In an attempt to find the optimal number of hidden nodes and number of training epochs (to obtain optimal performance while not over-fitting) in a single-hidden layer neural network, I generated the following figure.

Levenberg-Marquardt MSE performance

The application is function approximation of temperature data and the error measure displayed in the figure is therefore mean square error (MSE) in degree Celsius squared. I used the Levenberg-Marquardt training algorithm and split the dataset into training(70%)-validation(15%)-test(15%) subsets. The neural network has 5 inputs and 1 output.

In Fig. a) the MSE falls to approximately 0.129 (training) and 0.144 (validation) at n=5 and remains there, meaning the network weights and biases have converged. However, in other applications, the validation error typically starts to increase at a given training epoch n (see for example Fig.1 in this paper). In such cases training should stop before this value of n. Why doesn't Fig. a) show this trend?
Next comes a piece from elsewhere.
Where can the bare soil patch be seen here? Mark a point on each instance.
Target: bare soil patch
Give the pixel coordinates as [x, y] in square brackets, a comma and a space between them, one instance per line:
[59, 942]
Is there a neural network theorem or guideline stating what behaviour can be expected for different types of applications?

Similarly, in Fig. b) it seems that all errors continue to decrease. How should the optimal number of hidden nodes be selected given such a graph? Should I evaluate the number of hidden neurons at much higher values? (beyond $N_h$=98 I run into memory problems...).


The reason that the validation error does not increase at some point in Fig. a) is that overfitting does not occur - as the training data size is much larger than the trainable parameters in the network. On p. 473 of Neural Network Design it is stated that if "the number of data points is significantly larger than the number of network parameters, then there will not be a problem of overfitting." There is therefore no "guarantee" that the validation error will start to increase at some point.

Also, by increasing the number of hidden nodes in Fig. b) beyond $N_h$= 98, the training error continues to decrease, while the validation and testing error levels off (does not increase or decrease further).